II.-La juridiction ordonne systématiquement la publication, la diffusion ou l’affichage de sa décision ou d’un extrait de celle-ci selon les modalités qu’elle précise. Elle peut ordonner l’insertion de la décision ou de l’extrait de celle-ci dans le rapport établi sur les opérations de l’exercice par les gérants, le conseil d’administration ou le directoire de l’entreprise. Les frais sont supportés par la personne condamnée.
La juridiction peut ordonner l’exécution de sa décision sous astreinte.
Le juge des référés peut ordonner, au besoin sous astreinte, la cessation des pratiques abusives ou toute autre mesure provisoire.
III.-Les litiges relatifs à l’application des articles L. 442-1, L. 442-2, L. 442-3, L. 442-7 et L. 442-8 sont attribués aux juridictions dont le siège et le ressort sont fixés par décret.
Article D. 442-2 du Code de commerce En vigueur
Pour l’application du III de l’article L. 442-4, le siège et le ressort des juridictions commerciales compétentes en métropole et dans les départements d’outre-mer sont fixés conformément au tableau de l’annexe 4-2-1 du présent livre.
La cour d’appel compétente pour connaître des décisions rendues par ces juridictions est celle de Paris.

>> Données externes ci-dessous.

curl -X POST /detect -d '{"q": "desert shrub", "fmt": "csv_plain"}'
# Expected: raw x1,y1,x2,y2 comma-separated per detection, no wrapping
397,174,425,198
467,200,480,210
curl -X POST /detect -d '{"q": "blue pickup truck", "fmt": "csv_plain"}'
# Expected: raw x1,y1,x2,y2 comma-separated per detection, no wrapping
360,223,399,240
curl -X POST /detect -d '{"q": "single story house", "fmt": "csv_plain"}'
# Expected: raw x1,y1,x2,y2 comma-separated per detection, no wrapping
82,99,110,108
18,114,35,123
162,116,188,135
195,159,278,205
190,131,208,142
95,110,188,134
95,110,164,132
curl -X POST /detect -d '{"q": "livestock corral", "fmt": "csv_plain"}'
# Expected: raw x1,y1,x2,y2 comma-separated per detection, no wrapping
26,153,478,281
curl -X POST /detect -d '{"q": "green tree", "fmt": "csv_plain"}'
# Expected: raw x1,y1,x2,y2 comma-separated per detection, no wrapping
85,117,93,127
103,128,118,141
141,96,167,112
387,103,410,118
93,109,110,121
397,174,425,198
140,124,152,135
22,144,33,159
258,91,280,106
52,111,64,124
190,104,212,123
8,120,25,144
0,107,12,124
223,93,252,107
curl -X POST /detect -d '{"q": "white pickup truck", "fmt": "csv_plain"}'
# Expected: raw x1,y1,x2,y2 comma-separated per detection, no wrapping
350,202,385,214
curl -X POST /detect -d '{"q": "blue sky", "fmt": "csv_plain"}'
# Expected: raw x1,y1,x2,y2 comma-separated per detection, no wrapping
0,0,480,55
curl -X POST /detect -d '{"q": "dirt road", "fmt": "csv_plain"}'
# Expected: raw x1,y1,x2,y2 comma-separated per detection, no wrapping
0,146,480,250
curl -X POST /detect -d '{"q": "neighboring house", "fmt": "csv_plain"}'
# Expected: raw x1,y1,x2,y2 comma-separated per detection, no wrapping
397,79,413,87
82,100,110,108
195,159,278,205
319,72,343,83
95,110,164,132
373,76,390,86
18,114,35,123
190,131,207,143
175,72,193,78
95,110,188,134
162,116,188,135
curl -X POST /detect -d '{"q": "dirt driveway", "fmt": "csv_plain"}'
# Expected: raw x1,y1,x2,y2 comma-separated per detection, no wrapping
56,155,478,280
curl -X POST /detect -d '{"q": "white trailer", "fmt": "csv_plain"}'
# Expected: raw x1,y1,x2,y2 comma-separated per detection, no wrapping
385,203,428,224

Article D. 442-3 du Code de commerce En vigueur
Pour l’application du III de l’article L. 442-4, le siège et le ressort des tribunaux judiciaires compétents en métropole et dans les départements d’outre-mer sont fixés conformément au tableau de l’annexe 4-2-2 du présent livre.
La cour d’appel compétente pour connaître des décisions rendues par ces juridictions est celle de Paris.
Article 754 du Code de procédure civile En vigueur
La juridiction est saisie, à la diligence de l’une ou l’autre partie, par la remise au greffe d’une copie de l’assignation.
Sous réserve que la date de l’audience soit communiquée plus de quinze jours à l’avance, la remise doit être effectuée au moins quinze jours avant cette date.
La remise doit avoir lieu dans ce délai sous peine de caducité de l’assignation constatée d’office par ordonnance du juge, ou, à défaut, à la requête d’une partie.
Article 385 du Code de procédure civile En vigueur
L’instance s’éteint à titre principal par l’effet de la péremption, du désistement d’instance ou de la caducité de la citation.
Dans ces cas, la constatation de l’extinction de l’instance et du dessaisissement de la juridiction ne met pas obstacle à l’introduction d’une nouvelle instance, si l’action n’est pas éteinte par ailleurs.